All these years the Russian authorities narcissistically settled for a deadlock – they did not implement any domestic reforms, did not create a modern state, did not diversify the economy and failed to separate business and power. At the same time, the growing economic and political problems on the cusp of two decades led to a crisis of trust in 2011-2012, and the government’s response was to crack down on civil society and form an anti-European course. And this course led to isolation, war, and the clear likelihood of collapse.

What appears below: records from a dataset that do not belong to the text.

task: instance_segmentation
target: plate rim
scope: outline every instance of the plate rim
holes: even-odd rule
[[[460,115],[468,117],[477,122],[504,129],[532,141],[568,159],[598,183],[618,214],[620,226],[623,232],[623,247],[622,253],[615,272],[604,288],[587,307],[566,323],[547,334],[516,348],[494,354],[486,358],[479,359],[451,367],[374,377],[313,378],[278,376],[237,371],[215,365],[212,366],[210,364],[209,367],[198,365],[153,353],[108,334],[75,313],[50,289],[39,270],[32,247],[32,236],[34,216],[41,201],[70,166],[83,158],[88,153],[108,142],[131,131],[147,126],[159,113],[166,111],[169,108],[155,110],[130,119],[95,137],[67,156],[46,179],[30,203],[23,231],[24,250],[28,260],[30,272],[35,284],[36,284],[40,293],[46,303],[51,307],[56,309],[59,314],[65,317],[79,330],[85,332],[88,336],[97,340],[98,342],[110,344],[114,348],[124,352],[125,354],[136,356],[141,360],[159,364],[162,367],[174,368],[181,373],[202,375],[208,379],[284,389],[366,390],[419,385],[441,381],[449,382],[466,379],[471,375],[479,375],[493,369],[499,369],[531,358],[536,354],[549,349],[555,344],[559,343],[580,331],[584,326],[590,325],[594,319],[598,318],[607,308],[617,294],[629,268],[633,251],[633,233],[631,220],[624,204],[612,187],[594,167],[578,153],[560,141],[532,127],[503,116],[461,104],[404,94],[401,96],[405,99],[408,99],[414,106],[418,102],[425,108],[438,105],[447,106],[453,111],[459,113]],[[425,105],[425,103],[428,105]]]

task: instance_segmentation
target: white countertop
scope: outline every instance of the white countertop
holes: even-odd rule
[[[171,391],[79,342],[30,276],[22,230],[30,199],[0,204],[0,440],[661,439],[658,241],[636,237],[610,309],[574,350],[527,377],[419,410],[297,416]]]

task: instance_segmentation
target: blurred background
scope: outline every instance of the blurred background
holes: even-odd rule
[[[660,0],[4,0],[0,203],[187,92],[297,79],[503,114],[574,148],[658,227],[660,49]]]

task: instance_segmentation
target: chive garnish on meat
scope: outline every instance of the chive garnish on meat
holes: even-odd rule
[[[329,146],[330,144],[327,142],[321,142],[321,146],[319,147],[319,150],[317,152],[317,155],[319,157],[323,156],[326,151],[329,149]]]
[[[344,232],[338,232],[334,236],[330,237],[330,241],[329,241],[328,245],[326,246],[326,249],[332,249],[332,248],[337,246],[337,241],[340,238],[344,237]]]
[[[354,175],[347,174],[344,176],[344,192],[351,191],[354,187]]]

It goes without saying that this course was not foreseen by global developments. While stylistically it fit the global landscape formed after Britain’s Brexit and Trump’s election, this is simply a coincidence. Russia does not set the tone in the world as it is unfortunately on the periphery. Today Trump is the leader in the Russian media in terms of the number of mentions. Russia’s leadership is waiting for a call from Trump. Russian experts and political scientists divine the essence of Trump’s every step like a higher calling. And the main task of Russia’s Minister of Foreign Affairs Sergei Lavrov at the forthcoming Munich Conference is to try and arrange a meeting between Putin and Trump.

Meanwhile the global challenges and threats confronted by the world as a whole have not changed much over ten years. They can be summed up as the lack of any clear development strategy and international terrorism, and a sense of uncertainty, which will push politicians to adopt simple, belligerent, and radical decisions resulting from the logic – “otherwise we might miss out”. As a result, any hot spot or potential hot spot – the Middle East, Afghanistan, Iran, Korea, India and Pakistan, the Caucasus, Ukraine or even China – could be transformed into a major war, literally a global conflagration.

However, nationalist politicians, isolationist politicians and advocates of cheap populism are trying to reap dividends from the horror and confusion of rank-and-file citizens today – they will not only fail to improve things – in actual fact they will exacerbate the global situation, which is dangerous enough already. The ability to manipulate the views of vast numbers of people is the result of accidental political riches that they have accrued and don’t know how to handle. The whole world will have to pay the windfall profits tax. Russia might well be one of the first. We are too week to fish alone in the troubled waters of total chaos. This is an extremely unfavourable situation for our country when set against our actual potential, geographic location and resources, economic and demographic situation.

Russia’s entire policy over the past ten years has been dangerous and senseless. It has targeted phantom goals. There will be no “Eurasian vector”, no proverbial multipolar world, no “new Yalta” and no division of the world into “spheres of influence”. Globalisation happened, and the relations between global leaders will be very different to what we would see in the 20th century. We do not need to wait and see what Trump is about in order to define our place in the world and set the agenda in our country. And we definitely should not build relationships with the US President via some clandestine channels – through some foreign advisers or our hackers. We must not try to access global politics through a keyhole. This would only make things worse.

Our country needs a serious foreign policy that reflects Russia’s interests in the right combination with global realities and historical developments. However, we have no one in our country to draft and implement such a policy. Putin is preoccupied by other matters: we have a war with Ukraine and the largest part of the Arab world, a quarrel with Belarus, and also bomb the Turks by accident… Russia’s current leadership has driven the country to a foreign policy deadlock and is now hoping for Trump’s mercy. It is time to abandon peripheral foreign policy woes and focus on real policies in Russia – policies that would enable our country to define its future independently in today’s complicated and dangerous world through real actions and not mere words.